Appellant wins on obviousness in Ex parte Frazer; Unigene v. Apotex cited
As to obviousness:
Obviousness requires more than a mere showing that the prior art includes separate references covering each separate limitation in a claim under examination. KSR Int'l Co. v. Teleflex Inc., 550 U.S. 398, 418, 127 S.Ct. 1727, 167 L.Ed.2d 705 (2007). Rather, obviousness requires the additional showing that a person of ordinary skill at the time of the invention would have selected and combined those prior art elements in the normal course of research and development to yield the claimed invention. Id. at 421, 127 S.Ct. 1727.
Unigene Laboratories, Inc. v. Apotex, Inc., 655 F.3d 1352, 1360 (Fed. Cir. 2011).

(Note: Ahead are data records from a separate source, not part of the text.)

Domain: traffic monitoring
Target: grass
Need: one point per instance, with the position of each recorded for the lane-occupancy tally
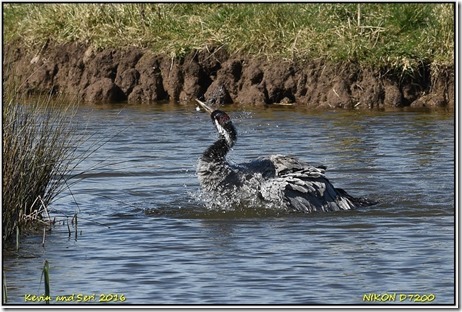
(38, 153)
(393, 34)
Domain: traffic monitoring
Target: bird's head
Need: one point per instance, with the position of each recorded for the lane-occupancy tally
(222, 123)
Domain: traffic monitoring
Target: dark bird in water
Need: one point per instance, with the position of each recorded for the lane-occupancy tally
(280, 181)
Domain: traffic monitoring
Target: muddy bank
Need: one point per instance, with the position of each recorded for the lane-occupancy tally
(135, 75)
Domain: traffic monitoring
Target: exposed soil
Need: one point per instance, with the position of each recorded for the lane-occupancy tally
(138, 76)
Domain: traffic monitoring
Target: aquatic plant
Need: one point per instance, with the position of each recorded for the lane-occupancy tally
(38, 153)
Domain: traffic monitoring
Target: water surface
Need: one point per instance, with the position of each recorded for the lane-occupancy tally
(144, 233)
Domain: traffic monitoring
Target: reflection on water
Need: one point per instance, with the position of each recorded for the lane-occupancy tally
(144, 232)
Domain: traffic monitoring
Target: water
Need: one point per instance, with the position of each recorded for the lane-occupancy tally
(143, 233)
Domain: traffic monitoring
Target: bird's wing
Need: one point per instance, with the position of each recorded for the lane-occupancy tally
(302, 187)
(288, 164)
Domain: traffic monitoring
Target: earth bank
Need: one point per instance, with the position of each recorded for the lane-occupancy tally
(136, 75)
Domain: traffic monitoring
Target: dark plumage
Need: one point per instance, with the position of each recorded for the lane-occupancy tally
(280, 181)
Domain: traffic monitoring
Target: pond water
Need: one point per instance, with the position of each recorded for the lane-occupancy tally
(145, 237)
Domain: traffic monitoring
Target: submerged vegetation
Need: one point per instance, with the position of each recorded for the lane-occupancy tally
(392, 34)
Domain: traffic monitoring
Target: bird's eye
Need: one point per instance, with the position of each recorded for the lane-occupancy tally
(223, 119)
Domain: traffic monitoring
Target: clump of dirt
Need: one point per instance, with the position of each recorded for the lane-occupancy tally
(135, 75)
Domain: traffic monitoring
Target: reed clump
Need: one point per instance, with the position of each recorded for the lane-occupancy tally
(383, 34)
(38, 154)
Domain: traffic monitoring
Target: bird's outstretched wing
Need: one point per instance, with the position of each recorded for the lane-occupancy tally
(303, 187)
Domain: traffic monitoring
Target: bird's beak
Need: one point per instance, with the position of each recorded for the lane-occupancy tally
(204, 106)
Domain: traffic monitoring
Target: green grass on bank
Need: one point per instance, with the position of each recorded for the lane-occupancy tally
(392, 34)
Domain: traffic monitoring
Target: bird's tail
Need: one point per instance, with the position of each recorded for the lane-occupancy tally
(357, 201)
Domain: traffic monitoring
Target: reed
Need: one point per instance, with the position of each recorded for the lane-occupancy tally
(394, 34)
(46, 280)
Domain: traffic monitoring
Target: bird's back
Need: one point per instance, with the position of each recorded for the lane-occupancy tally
(296, 185)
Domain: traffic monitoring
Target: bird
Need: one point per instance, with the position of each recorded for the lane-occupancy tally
(278, 181)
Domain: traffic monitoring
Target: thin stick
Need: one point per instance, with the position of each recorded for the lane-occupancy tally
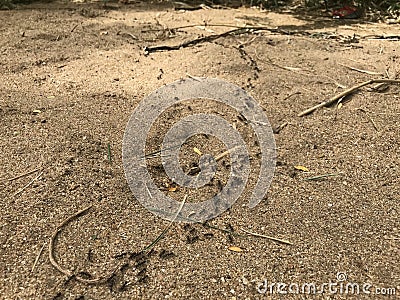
(346, 93)
(369, 118)
(23, 175)
(37, 257)
(160, 236)
(360, 70)
(67, 272)
(26, 186)
(267, 237)
(109, 153)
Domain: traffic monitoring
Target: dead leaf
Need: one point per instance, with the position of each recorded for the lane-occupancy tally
(302, 168)
(235, 249)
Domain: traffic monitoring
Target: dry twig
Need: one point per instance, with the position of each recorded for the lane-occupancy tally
(346, 93)
(267, 237)
(37, 257)
(67, 272)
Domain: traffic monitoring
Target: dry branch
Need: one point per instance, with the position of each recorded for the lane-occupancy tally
(210, 38)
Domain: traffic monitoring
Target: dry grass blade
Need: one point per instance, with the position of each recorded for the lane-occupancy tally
(37, 257)
(267, 237)
(319, 177)
(360, 70)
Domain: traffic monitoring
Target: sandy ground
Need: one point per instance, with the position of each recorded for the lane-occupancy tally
(71, 76)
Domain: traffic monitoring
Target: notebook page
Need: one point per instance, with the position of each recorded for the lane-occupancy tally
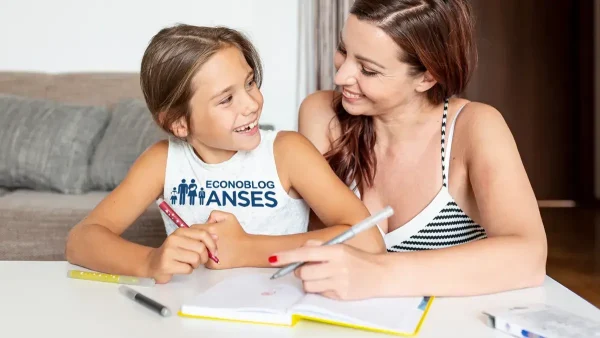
(253, 292)
(393, 314)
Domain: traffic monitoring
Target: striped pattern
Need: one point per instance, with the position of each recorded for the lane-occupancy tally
(451, 226)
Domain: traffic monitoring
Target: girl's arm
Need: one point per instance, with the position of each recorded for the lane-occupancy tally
(96, 241)
(302, 168)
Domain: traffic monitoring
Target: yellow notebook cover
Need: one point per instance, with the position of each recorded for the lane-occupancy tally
(254, 298)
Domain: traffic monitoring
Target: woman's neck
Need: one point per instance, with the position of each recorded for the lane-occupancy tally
(405, 122)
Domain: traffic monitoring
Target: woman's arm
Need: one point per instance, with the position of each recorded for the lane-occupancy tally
(317, 122)
(96, 241)
(514, 254)
(513, 257)
(308, 173)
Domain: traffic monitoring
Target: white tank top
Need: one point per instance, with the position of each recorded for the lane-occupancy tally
(247, 185)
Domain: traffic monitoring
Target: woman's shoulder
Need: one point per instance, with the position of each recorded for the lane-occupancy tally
(477, 118)
(317, 119)
(480, 125)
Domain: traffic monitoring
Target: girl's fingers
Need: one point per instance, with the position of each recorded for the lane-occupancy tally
(192, 258)
(304, 254)
(202, 236)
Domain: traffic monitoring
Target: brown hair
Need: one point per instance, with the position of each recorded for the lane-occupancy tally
(433, 35)
(173, 57)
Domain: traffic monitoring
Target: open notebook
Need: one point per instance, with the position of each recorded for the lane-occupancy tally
(257, 299)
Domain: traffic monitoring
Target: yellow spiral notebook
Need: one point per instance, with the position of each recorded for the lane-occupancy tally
(254, 298)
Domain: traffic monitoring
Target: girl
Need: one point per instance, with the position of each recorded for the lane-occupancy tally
(201, 85)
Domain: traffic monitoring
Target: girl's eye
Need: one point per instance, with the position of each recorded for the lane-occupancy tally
(367, 72)
(227, 100)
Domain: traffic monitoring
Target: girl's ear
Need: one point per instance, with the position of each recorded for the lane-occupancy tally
(425, 82)
(179, 128)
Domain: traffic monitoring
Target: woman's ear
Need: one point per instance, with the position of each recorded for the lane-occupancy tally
(425, 82)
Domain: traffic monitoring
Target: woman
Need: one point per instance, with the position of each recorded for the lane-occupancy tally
(449, 167)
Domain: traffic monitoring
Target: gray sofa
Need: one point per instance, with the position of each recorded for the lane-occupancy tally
(67, 140)
(45, 189)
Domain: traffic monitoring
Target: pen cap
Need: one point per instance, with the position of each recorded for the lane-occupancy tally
(373, 220)
(136, 281)
(128, 292)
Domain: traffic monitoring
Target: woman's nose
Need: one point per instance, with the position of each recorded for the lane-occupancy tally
(346, 75)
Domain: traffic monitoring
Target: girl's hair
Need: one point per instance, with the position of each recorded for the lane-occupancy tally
(173, 57)
(433, 35)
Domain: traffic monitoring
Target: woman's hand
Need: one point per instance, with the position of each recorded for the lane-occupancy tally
(183, 251)
(232, 240)
(336, 271)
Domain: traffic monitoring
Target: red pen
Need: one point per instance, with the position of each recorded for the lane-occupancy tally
(164, 206)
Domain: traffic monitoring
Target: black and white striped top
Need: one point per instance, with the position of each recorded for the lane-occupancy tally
(442, 223)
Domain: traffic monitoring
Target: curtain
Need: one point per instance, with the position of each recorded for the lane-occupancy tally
(320, 24)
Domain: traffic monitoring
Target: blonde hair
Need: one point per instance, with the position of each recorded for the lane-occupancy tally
(173, 57)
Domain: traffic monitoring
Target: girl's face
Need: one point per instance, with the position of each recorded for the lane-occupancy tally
(370, 74)
(226, 107)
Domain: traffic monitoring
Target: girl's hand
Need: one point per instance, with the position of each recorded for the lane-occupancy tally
(182, 252)
(231, 240)
(335, 271)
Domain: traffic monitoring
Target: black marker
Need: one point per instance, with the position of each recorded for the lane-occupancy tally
(147, 302)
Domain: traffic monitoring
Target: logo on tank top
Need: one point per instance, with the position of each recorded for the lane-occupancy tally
(256, 194)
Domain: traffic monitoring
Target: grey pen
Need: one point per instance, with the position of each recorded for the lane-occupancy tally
(145, 301)
(346, 235)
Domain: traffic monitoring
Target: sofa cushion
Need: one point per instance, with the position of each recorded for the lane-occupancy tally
(34, 225)
(46, 145)
(131, 130)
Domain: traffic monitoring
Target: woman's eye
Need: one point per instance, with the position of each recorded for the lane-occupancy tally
(367, 72)
(227, 100)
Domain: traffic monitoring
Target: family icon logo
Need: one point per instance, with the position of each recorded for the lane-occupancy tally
(221, 193)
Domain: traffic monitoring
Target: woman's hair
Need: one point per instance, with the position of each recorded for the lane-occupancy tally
(173, 57)
(434, 36)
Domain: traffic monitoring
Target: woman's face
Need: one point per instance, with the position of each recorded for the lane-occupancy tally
(370, 74)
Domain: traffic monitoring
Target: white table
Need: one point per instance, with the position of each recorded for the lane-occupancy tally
(38, 300)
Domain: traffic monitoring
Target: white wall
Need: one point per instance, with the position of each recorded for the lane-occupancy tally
(111, 35)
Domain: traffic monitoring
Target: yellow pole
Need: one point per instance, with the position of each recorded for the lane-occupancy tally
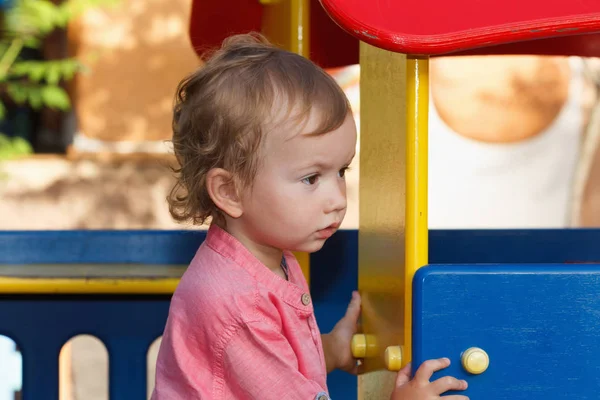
(416, 230)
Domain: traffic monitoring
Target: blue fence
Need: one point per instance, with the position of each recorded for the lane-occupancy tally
(127, 325)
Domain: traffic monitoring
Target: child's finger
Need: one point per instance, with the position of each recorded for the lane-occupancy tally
(403, 376)
(353, 311)
(427, 369)
(446, 383)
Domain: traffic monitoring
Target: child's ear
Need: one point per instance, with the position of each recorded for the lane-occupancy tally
(223, 192)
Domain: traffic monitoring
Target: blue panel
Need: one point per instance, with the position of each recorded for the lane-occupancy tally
(178, 247)
(41, 325)
(333, 277)
(540, 326)
(67, 247)
(514, 246)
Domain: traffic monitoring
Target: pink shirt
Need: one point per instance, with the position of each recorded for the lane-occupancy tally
(236, 330)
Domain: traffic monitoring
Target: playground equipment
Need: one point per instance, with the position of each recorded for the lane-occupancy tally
(488, 320)
(509, 329)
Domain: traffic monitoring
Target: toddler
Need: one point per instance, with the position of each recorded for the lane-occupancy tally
(263, 138)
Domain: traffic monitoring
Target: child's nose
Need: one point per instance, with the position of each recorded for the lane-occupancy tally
(337, 199)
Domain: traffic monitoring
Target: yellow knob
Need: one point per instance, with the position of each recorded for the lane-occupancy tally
(475, 360)
(393, 358)
(364, 346)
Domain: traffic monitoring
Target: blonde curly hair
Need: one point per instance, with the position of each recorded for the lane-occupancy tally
(222, 110)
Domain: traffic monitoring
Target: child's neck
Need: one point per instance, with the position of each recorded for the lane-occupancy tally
(267, 255)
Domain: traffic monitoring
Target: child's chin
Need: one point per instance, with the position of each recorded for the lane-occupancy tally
(311, 247)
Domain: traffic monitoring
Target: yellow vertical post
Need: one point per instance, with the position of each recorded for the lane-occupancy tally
(286, 24)
(381, 210)
(416, 231)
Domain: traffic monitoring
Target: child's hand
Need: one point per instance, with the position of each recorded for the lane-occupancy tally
(337, 343)
(419, 388)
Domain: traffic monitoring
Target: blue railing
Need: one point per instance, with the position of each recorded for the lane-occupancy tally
(128, 324)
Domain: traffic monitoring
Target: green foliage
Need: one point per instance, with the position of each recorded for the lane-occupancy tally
(13, 147)
(29, 82)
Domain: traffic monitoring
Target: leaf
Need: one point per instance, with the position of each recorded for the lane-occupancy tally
(56, 97)
(52, 73)
(34, 96)
(17, 92)
(21, 146)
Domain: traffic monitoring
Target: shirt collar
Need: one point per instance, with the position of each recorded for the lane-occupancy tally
(292, 291)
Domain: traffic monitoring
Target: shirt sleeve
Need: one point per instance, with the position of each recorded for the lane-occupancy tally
(259, 363)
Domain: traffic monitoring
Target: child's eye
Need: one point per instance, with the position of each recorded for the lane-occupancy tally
(310, 180)
(342, 172)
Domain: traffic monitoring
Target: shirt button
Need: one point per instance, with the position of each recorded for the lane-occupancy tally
(306, 301)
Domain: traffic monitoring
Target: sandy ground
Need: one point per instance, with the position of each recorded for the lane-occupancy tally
(53, 193)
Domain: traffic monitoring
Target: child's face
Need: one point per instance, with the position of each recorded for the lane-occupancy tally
(298, 198)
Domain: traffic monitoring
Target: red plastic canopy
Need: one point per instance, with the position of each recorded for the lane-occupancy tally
(557, 27)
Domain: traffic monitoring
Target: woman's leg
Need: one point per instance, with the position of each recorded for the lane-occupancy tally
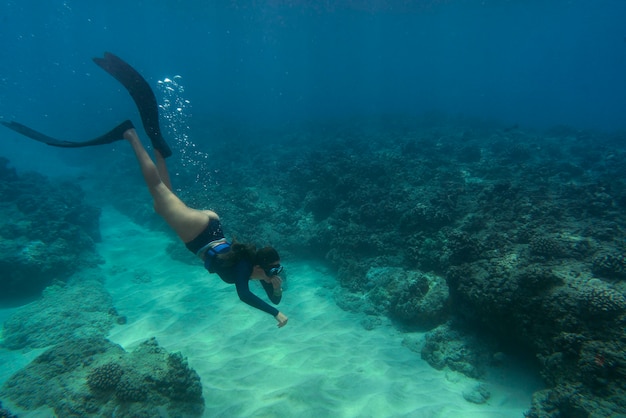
(186, 222)
(162, 169)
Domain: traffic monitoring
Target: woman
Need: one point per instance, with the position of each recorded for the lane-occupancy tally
(201, 232)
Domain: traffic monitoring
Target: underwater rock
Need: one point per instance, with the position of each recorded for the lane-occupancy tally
(5, 413)
(94, 377)
(459, 351)
(77, 309)
(413, 297)
(478, 395)
(47, 233)
(611, 266)
(545, 246)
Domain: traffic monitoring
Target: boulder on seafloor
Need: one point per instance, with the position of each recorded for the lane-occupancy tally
(79, 308)
(413, 297)
(95, 377)
(47, 233)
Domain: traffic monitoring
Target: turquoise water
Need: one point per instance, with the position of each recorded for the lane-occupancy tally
(480, 142)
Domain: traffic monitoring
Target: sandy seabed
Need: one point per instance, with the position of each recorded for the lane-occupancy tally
(322, 364)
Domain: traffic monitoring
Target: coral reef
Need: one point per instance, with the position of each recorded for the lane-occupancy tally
(525, 227)
(5, 413)
(412, 297)
(47, 233)
(94, 377)
(77, 309)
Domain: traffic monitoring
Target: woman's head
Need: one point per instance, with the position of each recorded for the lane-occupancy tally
(267, 257)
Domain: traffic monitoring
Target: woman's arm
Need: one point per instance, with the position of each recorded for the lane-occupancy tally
(243, 290)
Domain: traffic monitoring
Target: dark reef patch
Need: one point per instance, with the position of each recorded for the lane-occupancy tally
(94, 377)
(47, 233)
(526, 228)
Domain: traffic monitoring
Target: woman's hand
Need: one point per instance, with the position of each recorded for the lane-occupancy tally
(282, 319)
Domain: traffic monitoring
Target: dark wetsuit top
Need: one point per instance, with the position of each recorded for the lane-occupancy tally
(239, 275)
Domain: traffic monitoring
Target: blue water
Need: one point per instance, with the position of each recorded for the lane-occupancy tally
(532, 63)
(274, 64)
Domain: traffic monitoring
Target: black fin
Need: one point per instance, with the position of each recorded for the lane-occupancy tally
(141, 93)
(113, 135)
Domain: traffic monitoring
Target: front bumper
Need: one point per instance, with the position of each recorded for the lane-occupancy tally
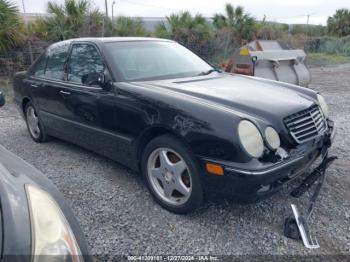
(254, 182)
(15, 226)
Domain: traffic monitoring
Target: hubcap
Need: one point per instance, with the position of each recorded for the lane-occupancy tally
(169, 176)
(33, 122)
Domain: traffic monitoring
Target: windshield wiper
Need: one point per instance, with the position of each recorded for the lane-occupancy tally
(204, 73)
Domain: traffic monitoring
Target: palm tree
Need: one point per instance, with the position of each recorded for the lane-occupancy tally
(191, 31)
(11, 29)
(127, 26)
(339, 23)
(72, 19)
(235, 19)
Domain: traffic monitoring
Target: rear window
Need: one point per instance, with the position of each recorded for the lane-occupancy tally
(39, 67)
(56, 58)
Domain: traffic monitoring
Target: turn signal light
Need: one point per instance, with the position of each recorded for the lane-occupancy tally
(215, 169)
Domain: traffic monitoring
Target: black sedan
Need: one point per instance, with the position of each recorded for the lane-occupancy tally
(36, 224)
(154, 106)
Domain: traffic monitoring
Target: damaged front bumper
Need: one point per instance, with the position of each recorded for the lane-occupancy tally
(252, 185)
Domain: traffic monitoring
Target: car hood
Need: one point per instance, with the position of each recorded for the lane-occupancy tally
(249, 95)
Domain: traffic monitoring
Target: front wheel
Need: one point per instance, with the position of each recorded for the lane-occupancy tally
(172, 175)
(35, 128)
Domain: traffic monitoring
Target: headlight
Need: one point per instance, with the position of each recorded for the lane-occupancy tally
(323, 105)
(250, 138)
(272, 138)
(51, 233)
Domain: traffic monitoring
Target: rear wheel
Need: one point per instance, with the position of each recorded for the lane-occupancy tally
(35, 128)
(172, 175)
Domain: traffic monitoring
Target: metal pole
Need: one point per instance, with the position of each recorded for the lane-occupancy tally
(105, 20)
(113, 10)
(106, 4)
(29, 43)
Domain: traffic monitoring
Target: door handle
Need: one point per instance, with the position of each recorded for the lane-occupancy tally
(64, 93)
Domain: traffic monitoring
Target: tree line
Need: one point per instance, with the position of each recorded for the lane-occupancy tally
(224, 31)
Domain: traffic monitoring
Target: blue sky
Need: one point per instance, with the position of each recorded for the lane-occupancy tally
(275, 10)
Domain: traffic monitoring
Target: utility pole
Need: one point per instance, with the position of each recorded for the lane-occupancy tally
(307, 24)
(29, 43)
(105, 20)
(113, 10)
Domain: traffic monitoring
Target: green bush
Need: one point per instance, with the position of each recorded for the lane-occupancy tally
(330, 45)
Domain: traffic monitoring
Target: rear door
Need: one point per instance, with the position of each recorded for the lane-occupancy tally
(47, 82)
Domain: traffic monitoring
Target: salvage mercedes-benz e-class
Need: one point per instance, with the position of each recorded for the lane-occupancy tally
(154, 106)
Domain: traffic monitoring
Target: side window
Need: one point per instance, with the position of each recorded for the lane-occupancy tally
(57, 56)
(39, 68)
(84, 59)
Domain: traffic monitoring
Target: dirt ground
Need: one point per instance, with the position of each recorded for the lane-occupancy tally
(118, 215)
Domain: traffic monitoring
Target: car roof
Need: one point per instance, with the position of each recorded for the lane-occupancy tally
(111, 39)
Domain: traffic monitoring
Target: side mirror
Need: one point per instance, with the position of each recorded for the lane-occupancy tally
(93, 79)
(2, 99)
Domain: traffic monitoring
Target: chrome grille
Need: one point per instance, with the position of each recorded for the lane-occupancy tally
(307, 124)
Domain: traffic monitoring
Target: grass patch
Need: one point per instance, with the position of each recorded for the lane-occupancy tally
(327, 59)
(6, 88)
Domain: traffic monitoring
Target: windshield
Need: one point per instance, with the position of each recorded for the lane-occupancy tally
(154, 60)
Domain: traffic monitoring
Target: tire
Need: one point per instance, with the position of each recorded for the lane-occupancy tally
(35, 128)
(162, 161)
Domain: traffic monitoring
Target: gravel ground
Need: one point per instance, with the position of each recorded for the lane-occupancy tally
(118, 215)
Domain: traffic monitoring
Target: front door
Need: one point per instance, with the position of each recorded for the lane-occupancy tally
(90, 119)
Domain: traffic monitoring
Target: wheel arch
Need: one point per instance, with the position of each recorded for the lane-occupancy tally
(25, 101)
(152, 133)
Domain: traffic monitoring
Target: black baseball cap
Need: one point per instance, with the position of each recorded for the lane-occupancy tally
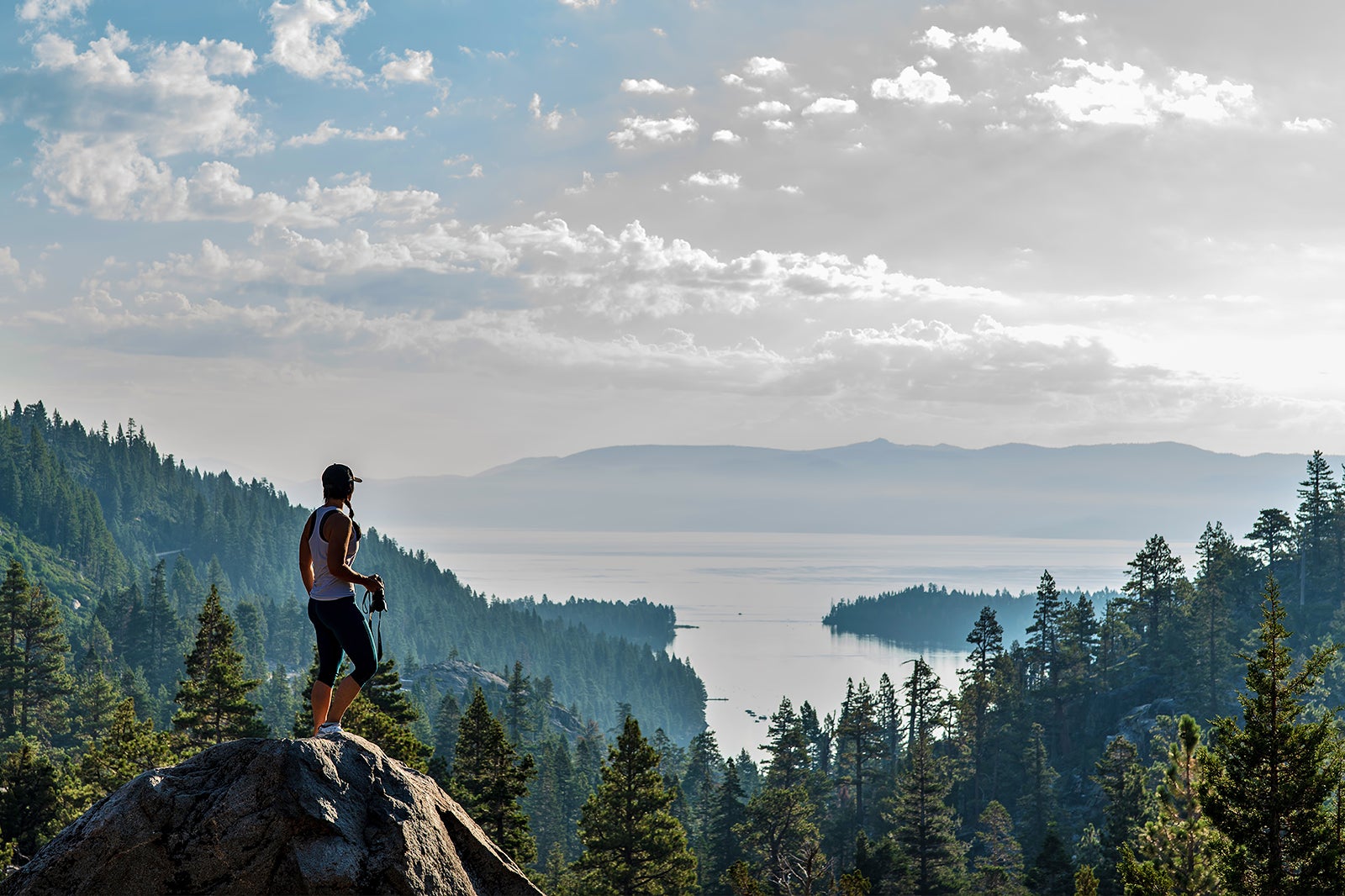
(340, 475)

Examiner failed to establish an evidentiary basis on this record to support a conclusion that Schiller or the combination of MacInnes and Dietrich makes up for the foregoing deficiencies in the combination of Tobery, Hinkula, and Delogu (see FF 4-5; App. Br. 20 (“Examiner proposes to apply to Schiller the teachings of Tobery  in order to achieve what is achieved in Schiller alone”);
Result: The preponderance of evidence relied upon by Examiner fails to
support a conclusion of obviousness.